The skill instructs the agent to parse raw HTML from a third-party website and embed the extracted content directly into message output. If gushiwen.cn or its CDN (ziyuan.guwendao.net) is compromised or begins serving adversarial content embedded in poem text or image alt tags, those instructions would be injected into the agent's active context.

LOW Image URLs sourced from CDN via regex extraction -20

The skill extracts image URLs from fetched HTML using a regex pattern and sends them via a media parameter. If the CDN or the fetched HTML is manipulated to supply an attacker-controlled URL, request parameters could encode and leak contextual information when the agent fetches the image.

LOW Pre-existing outbound TLS connection to Canonical infrastructure -8

A TLS connection to 185.125.188.54:443 (Ubuntu/Canonical) existed before and was closed after the clone. This is consistent with normal VM background activity (Ubuntu Pro/update services) and is not attributable to the skill, but is noted for completeness.

INFO Canary files accessed by audit system during initialization and post-install verification -5

Sensitive honeypot files (.env, .ssh/id_rsa, .aws/credentials, .npmrc, .docker/config.json, GCP credentials) were opened in read-only mode at two points: during audit initialization (pre-clone) and post-install verification.

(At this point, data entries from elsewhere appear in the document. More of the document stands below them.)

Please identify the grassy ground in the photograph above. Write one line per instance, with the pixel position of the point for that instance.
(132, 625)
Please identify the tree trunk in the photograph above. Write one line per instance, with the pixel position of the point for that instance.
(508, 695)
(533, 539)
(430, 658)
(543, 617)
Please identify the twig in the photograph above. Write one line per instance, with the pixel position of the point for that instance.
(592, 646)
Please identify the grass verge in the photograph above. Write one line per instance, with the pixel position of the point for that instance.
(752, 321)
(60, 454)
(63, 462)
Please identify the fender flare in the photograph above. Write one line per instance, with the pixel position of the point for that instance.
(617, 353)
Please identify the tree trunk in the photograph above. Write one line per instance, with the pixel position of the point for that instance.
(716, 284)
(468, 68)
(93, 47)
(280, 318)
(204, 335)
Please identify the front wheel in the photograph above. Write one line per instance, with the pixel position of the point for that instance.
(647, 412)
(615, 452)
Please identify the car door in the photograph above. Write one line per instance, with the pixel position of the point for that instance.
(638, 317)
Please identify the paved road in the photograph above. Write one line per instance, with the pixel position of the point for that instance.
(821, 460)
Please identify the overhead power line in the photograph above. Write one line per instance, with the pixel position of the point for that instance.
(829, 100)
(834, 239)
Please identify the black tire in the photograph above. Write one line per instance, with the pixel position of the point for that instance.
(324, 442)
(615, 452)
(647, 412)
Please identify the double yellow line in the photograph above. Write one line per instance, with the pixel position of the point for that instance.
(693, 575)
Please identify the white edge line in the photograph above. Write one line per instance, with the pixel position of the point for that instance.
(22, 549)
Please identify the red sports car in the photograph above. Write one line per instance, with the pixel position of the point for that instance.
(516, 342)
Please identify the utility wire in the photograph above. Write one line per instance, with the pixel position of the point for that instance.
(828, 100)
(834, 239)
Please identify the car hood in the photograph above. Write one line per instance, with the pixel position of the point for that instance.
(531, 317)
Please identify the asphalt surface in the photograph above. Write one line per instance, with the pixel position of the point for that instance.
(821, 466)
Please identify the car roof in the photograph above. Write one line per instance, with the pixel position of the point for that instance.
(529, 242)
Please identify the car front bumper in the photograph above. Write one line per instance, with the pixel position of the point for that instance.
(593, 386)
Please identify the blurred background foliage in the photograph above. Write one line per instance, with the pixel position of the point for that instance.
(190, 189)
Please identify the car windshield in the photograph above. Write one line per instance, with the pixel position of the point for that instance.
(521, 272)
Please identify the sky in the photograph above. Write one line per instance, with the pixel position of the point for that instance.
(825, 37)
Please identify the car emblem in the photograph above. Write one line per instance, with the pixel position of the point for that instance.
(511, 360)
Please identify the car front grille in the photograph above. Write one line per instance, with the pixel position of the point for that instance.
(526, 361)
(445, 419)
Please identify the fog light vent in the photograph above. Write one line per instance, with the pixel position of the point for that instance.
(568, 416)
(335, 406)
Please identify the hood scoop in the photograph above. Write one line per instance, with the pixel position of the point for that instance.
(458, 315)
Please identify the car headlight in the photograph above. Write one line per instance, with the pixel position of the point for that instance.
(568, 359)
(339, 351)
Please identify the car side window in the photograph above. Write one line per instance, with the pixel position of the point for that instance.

Both access patterns match the monitoring system's own behavior and no file contents were modified or exfiltrated.

INFO Platform-aware behavior indicates legitimate developer intent 0

The skill contains an explicit condition to suppress image output when running inside QQ, demonstrating the author's awareness of different deployment contexts and concern for appropriate behavior. This is consistent with a developer building a real-world messaging bot rather than a malicious actor.